2.2. Research in Chronic Pain Patients
2.2.1. Reward Processing

Although studies are still scarce, research suggests changes in brain functions in individuals with chronic pain [3, 70]. Impairment of reward-related decision-making has been reported in patients with chronic back pain and complex regional pain syndrome (CRPS) [71]. Studies have shown that chronic pain is likely to be accompanied by a hypodopaminergic state [32]. A decrease in D2-receptor binding [7275] and presynaptic activity [76, 77] in the striatum has been observed at rest and after painful stimulation in humans using PET. This might also play a critical role in chronic pain. Further, altered responses in the nucleus accumbens to the cessation of a painful stimulus were found in patients with chronic pain versus healthy controls using fMRI [37]. Moreover, variations of the activity in the nucleus accumbens during reward processing significantly predicted anhedonia, that is, the inability to perceive pleasure, which has been suggested to be associated with chronic pain in some patients independent of depression [78, 79]. In addition, chronic pain patients have been shown to exhibit less robust activation in brain regions associated with affective and cognitive pain-modulatory processes, specifically the ventral tegmental area, to the anticipation of pain (pain onset) and the anticipation of pain relief (pain offset) [80].

2.2.2. Learning

The few available data on respondent conditioning in patients with chronic pain suggest that pain responses can be easily conditioned on multiple levels of the nervous system and can lead to enhanced pain perception and maladaptive brain changes, and that chronic pain patients acquire conditioned fear responses faster and extinguish them more slowly [58, 81, 82]. In patients with chronic low back pain compared to healthy individuals, a positive correlation of brain responses in the amygdala and insula and their connectivity with conditioned fear of movement has been observed [83]. Moreover, in patients with irritable bowel syndrome (IBS) compared to healthy individuals, increased cerebellar responses to both pain-associated and safety conditioned stimuli (CSs) during fear learning have been found. With respect to fear extinction, chronic pain may be characterized by impaired extinction of pain-related fear generalization [84] and enhanced reactivations of extinguished conditioned fear responses [8587]. This may indicate a preservation of pain disability in chronic pain by persistent excessive protective behavior, which seems to be related to an individual’s awareness of the association between the CS and the pain, which is the unconditioned stimulus [88, 89].

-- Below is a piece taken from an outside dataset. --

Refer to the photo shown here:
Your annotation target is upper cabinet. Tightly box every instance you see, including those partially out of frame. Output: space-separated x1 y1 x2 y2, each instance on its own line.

Moreover, along an operant conditioning model of pain [90], increases or decreases of pain perception can serve as implicit reinforcers: in this context, fibromyalgia patients without comorbid IBS did not learn pain habituation but showed increased sensitization compared to healthy controls, and those with comorbid IBS showed neither sensitization nor habituation learning [49]. Mechanisms of operant conditioning of sensitization or habituation may thus be differentially altered in chronic pain.

In addition, respondent and operant processes interact and may induce motivational biases forming habitual behaviors and a shift from more ventral to dorsal striatal circuits similar to addictive processes [91]. Thus, in chronic pain, fear of pain may then motivate behaviors that lead to pain relief, which is experienced as rewarding. However, this still needs to be tested in an experimental fashion. Moreover, brain changes during fear-conditioned predictions such as reduced PFC responses during extinction learning may hinder learning of new predictive stimulus properties. This includes those that are important to reduce pain and could thus contribute to the development and persistence of chronic pain, but also this still needs to be determined.

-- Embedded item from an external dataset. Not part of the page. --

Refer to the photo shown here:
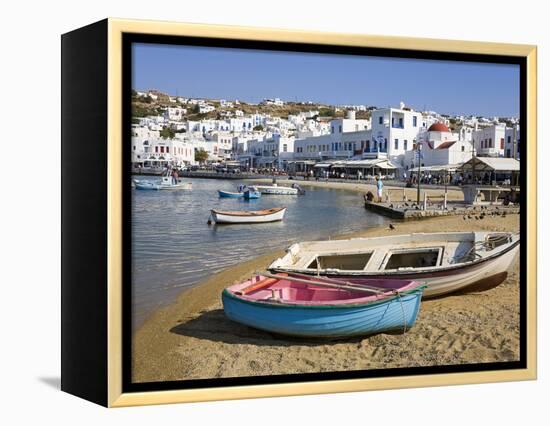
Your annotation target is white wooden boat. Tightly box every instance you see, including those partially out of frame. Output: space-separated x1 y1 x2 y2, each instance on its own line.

2.2.3. Goal Regulation, Approach, and Avoidance

One of the most significant alterations resulting from chronic pain conditions is the disruption of appropriate and valued (goal-directed) behavior [9294]. Changes in approach and avoidance tendencies are discussed as central components in the development and maintenance of chronic pain [95]. The competition between pleasure-related cues and pain can drive decisions and guide approach or avoidance behavior, which can already be observed at stages of acute pain. Pain-related fear needs to be considered within a motivational context to avoid or control pain with often competing existing goals [10, 13, 96100]. Patients with chronic pain often experience difficulties in weighing the value of pain avoidance versus the withdrawal from valued activities [16, 101103]. This would be especially important in the case when pain relief becomes more important than other rewards.

Correspondingly, it has been proposed that individuals with chronic pain are often stuck in (largely unsuccessful) attempts to get control over their pain [14] and that this makes them chronically vigilant to pain-related information [104]. A recent study indicated that individuals with chronic pain give indeed high priority to pain control goals and often see pain control as a necessary condition to attain other goals [105]. There is also accumulating evidence that chronic pain patients might be characterized by biased attention to pain-related information [106]. However, empirical research on the link between shifts in motivational priority and attentional processing is scarce [12]. One study, though, showed that a strong focus on problem-solving attempts towards pain was associated with more catastrophic thinking about pain and greater attention to pain [107].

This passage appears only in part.